When he did wake up, he told me to leave him alone. “I didn’t want you to save me,” he said, his black eyes dripping with remorse. “I wanted to be free. I just can’t stand the charade anymore.”
We lost touch . I married, had children. AIDS happened. I lost a nephew who was far too young, far too gentle, just like the friends I watched suffer and die. Then things changed, albeit too slowly for too many. I am positive that Barry fell to AIDS; he was a prime candidate, and so many of our less vulnerable friends did.
In 1982, when I was living in Phoenix, the phone again rang in the wee hours of the morning, and I answered with trepidation. This time at the other end was the poet, Barry’s lover. “Carla.” The voice was unmistakable; few deliciously true bass voices exist in my world of then or now. “Donny.” There was a long moment of breathing. Nothing else. Then, “I just wanted to know if you were still alive,” he finally said and hung up.
I am guessing, though I cannot be sure, that Barry was already not alive.
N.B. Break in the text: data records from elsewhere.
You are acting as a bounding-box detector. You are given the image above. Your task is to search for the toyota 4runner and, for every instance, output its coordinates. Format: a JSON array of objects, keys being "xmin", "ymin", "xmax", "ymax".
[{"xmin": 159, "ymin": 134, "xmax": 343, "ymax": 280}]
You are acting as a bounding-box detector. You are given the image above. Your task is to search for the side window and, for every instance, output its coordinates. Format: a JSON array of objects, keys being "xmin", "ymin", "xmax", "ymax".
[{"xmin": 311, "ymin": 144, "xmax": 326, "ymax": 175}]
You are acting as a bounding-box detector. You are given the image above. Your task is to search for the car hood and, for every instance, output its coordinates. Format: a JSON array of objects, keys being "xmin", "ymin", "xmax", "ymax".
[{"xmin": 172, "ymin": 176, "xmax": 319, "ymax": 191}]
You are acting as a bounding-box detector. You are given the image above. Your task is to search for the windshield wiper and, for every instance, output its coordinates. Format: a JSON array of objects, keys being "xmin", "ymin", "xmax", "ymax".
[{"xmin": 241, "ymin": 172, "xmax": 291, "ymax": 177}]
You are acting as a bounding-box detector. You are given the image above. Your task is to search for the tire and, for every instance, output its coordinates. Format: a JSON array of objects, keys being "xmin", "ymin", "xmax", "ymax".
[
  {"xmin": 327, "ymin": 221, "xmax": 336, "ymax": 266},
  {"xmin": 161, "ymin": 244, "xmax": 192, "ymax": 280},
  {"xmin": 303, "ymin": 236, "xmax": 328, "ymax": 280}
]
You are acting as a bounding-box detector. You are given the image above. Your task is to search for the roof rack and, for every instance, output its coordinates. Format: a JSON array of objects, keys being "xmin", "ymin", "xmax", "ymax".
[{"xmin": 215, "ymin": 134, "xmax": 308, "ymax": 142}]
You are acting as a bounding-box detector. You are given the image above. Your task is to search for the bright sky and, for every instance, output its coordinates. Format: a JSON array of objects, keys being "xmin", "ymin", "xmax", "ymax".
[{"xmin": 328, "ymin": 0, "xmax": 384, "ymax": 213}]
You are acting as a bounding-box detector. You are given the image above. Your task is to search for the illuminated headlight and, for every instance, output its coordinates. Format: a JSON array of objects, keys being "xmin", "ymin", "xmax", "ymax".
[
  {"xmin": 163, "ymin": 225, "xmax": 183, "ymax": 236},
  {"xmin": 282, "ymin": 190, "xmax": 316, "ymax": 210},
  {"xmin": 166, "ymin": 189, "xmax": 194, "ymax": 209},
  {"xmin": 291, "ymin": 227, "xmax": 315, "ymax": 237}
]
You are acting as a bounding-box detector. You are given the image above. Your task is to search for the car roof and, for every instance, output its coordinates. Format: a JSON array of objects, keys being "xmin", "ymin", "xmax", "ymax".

I never heard from Donny again, and I wish I knew if where he might be, if he yet lives, though I fear he probably does not.
For Barry and for Donny and for so many other friends I made and cherished over those years, I weep whenever I see the Gay Pride Parade pass by, as I wept when the Supreme Court made its positive but still wishy-washy decision the other day. So many Donnys and Barrys and gave their freedom, their tears, their blood to the fight; those of our generation who managed to stay together through the decades can now at least “enjoy” the benefits of widowhood, can stop being taxed and fined for their inheritances and can claim the social security payments that are rightfully theirs.
But those men and women who cannot partake of the limited bounty, those who did not live to see these days and those who lost their partners far too soon must be remembered. They earned the right to be celebrated, to be recalled with gratitude for what their lives have wrought.
So I wave, and I cheer, remembering the laughter and the nonsense of it all; and I am glad the gay community finally pulled together, invoked some sanity from the non-gay world and affected all this positivity. I am grateful that except for the –finally! – infrequent backlash to the movement, gays can be who they are with impunity.
But I mourn for the years lost, the lives lost, the dreams lost because up till now the world was blinded to an essential reality that has always seemed so crystal clear to me. It is far easier to find happiness by taking pride in one another’s humanity than to invoke stress by worrying about what consenting adults might be doing under the bedcovers in their own privy chambers.